🤖 AI Summary
This work addresses the longstanding limitation in video quality assessment, where smoothness has been treated merely as a subsidiary dimension of overall quality, hindering accurate modeling of human perception regarding motion consistency and frame continuity. To this end, we formally establish Video Fluidity Assessment (VFA) as an independent perceptual task, introduce FluVid—a dedicated dataset comprising 4,606 real-world videos—and propose the first standardized scoring protocol and subjective study methodology tailored for VFA. We further construct a large-scale benchmark by integrating 23 existing methods and present FluNet, a baseline model featuring a temporal permutation self-attention mechanism to enhance long-range inter-frame interactions. FluNet achieves state-of-the-art performance on FluVid, demonstrating the necessity and efficacy of explicitly modeling fluidity as a standalone attribute and providing a systematic framework for future research in this direction.
📝 Abstract
Accurately estimating humans' subjective feedback on video fluency, e.g., motion consistency and frame continuity, is crucial for various applications like streaming and gaming. Yet, it has long been overlooked, as prior arts have focused on solving it in the video quality assessment (VQA) task, merely as a sub-dimension of overall quality. In this work, we conduct pilot experiments and reveal that current VQA predictions largely underrepresent fluency, thereby limiting their applicability.

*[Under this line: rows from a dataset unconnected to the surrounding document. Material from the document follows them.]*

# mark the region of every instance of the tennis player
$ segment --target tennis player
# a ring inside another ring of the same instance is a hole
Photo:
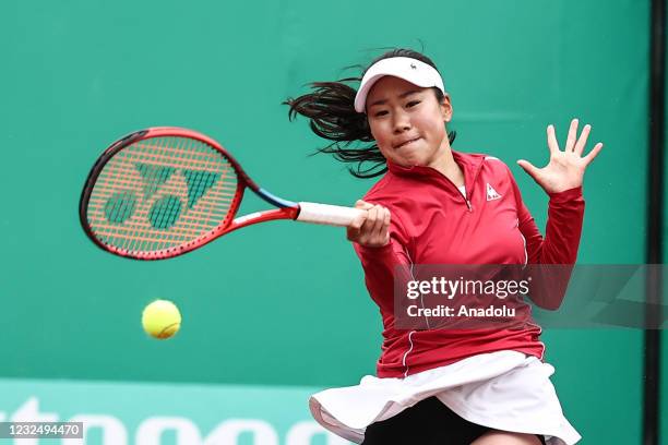
[[[334,141],[321,152],[355,164],[356,177],[382,175],[356,204],[366,216],[347,229],[382,315],[377,376],[313,395],[314,419],[368,445],[577,443],[533,320],[514,330],[398,329],[393,274],[417,264],[574,264],[583,177],[603,144],[583,156],[591,127],[576,137],[573,120],[563,151],[547,128],[546,167],[517,161],[549,195],[544,238],[505,164],[452,149],[451,98],[428,57],[395,49],[365,70],[357,91],[354,80],[314,83],[286,101],[290,118],[310,118]],[[369,144],[350,147],[356,141]]]

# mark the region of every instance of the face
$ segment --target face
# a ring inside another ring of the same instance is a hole
[[[439,104],[431,88],[384,76],[367,96],[367,118],[378,147],[394,164],[432,166],[450,147],[450,97]]]

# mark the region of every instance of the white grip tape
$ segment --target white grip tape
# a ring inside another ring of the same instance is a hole
[[[342,227],[349,226],[357,216],[366,212],[359,208],[318,203],[299,203],[299,208],[298,221]]]

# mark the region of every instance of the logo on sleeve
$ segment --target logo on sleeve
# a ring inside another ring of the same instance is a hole
[[[493,187],[487,183],[487,201],[500,200],[501,195],[494,190]]]

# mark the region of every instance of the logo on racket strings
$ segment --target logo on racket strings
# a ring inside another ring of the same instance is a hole
[[[213,188],[220,173],[216,171],[176,169],[159,165],[135,163],[134,167],[142,178],[142,193],[133,190],[120,190],[114,193],[105,203],[104,212],[107,220],[115,224],[124,224],[136,212],[140,200],[147,202],[175,175],[183,178],[187,185],[188,202],[183,207],[182,197],[167,194],[156,200],[148,209],[147,219],[154,229],[166,230],[171,228],[186,212],[195,206],[202,196]]]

To this end, we pioneer Video Fluency Assessment (VFA) as a standalone perceptual task focused on the temporal dimension. To advance VFA research, 1) we construct a fluency-oriented dataset, FluVid, comprising 4,606 in-the-wild videos with balanced fluency distribution, featuring the first-ever scoring criteria and human study for VFA. 2) We develop a large-scale benchmark of 23 methods, the most comprehensive one thus far on FluVid, gathering insights for VFA-tailored model designs. 3) We propose a baseline model called FluNet, which deploys temporal permuted self-attention (T-PSA) to enrich input fluency information and enhance long-range inter-frame interactions. Our work not only achieves state-of-the-art performance but, more importantly, offers the community a roadmap to explore solutions for VFA.